When Life Gives You Poopy Diapers...

   My parents taught me to give one hundred percent at everything I do. College taught me I can squeeze by with eighty. You simply make up for the rest with improvisation. I think when Charlotte was a baby I gave this whole motherhood thing 100% and probably more, but I’m on kid #3 (what’s his name again?) and just don’t have time or energy to be an over-achiever. Once you have multiple children, each day is really just a battle for survival, and improvising is your greatest weapon.

   I wish that I were always calm and relaxed, but my husband will certainly attest to the fact that I am neither of those things after a long day of crazy. I have, however, learned how to just go with the flow. Kids have this uncanny ability to ruin any set plan you may have, testing your flexibility and creativity on a daily basis. They say when life gives you lemons, make lemonade. And that is what I (try to) do. Except…life doesn’t give me lemons—instead I get poopy diapers, temper tantrums, and more vomit than I care to think about. When Charlotte was running a fever the other night, I was fumbling around the kitchen at 3am for a medicine cup. Of course I couldn’t find one. Eventually giving up, I poured her Tylenol into a shot glass instead, and tried not to laugh as I watched her shoot it down. Not my proudest moment, but I had to improvise. I was making lemonade. Or the other day after Michael pooped in his diaper and I realized I didn’t bring any backups…I had to use Oliver’s diapers instead. If there is an award for squeezing a 2-year old into 6-month diapers, I win.
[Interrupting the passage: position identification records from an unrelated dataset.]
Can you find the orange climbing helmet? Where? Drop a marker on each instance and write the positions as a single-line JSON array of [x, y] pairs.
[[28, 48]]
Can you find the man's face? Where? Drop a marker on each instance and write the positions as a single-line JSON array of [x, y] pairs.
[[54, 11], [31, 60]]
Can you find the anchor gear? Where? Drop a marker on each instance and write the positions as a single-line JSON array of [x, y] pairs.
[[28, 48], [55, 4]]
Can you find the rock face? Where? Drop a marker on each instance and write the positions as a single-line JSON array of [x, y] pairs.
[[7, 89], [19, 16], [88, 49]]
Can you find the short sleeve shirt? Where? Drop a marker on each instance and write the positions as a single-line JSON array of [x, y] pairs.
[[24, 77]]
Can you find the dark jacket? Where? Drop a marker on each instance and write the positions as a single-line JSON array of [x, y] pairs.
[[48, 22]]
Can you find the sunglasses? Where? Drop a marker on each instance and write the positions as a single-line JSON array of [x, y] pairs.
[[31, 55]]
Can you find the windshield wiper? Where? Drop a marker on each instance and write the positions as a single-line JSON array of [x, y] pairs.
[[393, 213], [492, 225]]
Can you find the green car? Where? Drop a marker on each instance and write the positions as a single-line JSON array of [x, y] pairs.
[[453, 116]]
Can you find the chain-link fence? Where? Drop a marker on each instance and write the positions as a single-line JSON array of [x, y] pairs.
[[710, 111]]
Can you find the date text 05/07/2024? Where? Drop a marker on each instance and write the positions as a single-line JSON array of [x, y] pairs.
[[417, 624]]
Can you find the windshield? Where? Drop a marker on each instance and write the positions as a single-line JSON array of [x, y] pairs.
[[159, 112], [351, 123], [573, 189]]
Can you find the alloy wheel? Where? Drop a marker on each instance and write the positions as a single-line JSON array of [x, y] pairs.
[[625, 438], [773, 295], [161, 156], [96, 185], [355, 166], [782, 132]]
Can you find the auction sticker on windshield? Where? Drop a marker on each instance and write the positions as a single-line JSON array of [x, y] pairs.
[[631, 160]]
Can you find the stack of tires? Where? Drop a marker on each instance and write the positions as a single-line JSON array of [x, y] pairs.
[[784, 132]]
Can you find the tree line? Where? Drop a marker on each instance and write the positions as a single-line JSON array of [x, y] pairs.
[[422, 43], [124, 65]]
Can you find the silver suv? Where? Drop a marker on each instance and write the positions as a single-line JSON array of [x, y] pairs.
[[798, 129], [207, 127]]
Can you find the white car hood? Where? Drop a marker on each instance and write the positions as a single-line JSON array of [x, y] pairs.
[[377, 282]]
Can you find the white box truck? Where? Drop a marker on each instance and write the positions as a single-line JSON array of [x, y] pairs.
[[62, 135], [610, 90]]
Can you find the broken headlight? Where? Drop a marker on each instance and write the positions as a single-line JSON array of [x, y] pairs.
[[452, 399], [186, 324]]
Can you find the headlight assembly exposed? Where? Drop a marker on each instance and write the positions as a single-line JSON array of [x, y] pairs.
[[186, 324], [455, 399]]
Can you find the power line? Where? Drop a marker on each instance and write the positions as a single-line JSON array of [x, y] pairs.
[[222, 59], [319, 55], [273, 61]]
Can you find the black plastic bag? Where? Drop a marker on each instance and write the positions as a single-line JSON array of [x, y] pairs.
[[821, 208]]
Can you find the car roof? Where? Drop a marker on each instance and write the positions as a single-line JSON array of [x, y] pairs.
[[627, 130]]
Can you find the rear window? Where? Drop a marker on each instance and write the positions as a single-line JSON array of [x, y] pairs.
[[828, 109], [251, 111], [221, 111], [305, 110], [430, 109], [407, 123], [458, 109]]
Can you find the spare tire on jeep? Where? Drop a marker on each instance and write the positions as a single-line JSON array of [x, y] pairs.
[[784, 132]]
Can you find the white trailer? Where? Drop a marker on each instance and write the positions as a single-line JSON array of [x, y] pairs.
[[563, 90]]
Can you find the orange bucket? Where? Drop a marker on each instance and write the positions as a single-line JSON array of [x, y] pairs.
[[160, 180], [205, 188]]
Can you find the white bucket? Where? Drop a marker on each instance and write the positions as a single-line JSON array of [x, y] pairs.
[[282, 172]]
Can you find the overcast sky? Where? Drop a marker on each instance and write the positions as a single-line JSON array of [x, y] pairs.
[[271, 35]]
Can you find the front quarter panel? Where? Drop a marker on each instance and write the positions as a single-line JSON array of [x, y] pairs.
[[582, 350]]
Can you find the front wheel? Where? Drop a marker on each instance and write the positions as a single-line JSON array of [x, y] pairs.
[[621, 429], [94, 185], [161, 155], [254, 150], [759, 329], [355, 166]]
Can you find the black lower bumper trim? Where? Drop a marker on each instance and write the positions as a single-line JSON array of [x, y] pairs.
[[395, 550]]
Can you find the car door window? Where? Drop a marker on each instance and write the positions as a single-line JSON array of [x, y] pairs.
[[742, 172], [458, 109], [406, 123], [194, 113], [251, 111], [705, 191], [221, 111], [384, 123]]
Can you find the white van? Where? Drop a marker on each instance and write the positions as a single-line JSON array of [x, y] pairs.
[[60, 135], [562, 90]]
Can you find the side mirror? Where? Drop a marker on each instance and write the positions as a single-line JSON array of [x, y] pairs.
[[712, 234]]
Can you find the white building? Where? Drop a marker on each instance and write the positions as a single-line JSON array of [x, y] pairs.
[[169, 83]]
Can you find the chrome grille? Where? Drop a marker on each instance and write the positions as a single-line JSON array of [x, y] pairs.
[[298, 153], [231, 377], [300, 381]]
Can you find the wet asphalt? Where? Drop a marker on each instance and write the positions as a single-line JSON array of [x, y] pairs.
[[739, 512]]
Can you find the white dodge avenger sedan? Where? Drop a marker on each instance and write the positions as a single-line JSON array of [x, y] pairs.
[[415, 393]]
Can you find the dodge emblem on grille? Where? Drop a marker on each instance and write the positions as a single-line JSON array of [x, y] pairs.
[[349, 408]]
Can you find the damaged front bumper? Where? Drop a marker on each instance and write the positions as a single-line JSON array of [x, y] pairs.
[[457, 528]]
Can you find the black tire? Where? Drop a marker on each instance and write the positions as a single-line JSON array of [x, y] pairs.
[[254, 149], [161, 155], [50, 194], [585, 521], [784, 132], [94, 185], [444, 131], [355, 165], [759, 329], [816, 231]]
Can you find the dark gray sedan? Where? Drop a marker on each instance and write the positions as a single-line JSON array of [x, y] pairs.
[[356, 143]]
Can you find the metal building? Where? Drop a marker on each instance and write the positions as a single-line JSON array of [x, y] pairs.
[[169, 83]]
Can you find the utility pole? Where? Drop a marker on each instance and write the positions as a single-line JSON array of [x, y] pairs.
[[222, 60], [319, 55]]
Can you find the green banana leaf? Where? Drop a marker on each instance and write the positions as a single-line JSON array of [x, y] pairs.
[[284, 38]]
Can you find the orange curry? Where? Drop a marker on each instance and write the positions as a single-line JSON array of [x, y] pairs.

It wasn’t pretty, and I was praying to the good Lord above that he didn’t poop again because it would’ve ended up in his shoes, but we survived to tell the tale. 

   In the end, these “stories of survival” make for the biggest laughs. With no sleep, no shower, and usually half of a cold meal eaten, I consider it a parenting win if I make it through the day with my shoes on the right feet. But I live for the laughter. I live for the craziness. These days are flying by too quickly and I don’t want to waste a second of it stressing out about things that are beyond my control. Instead, I’m going to make lemonade.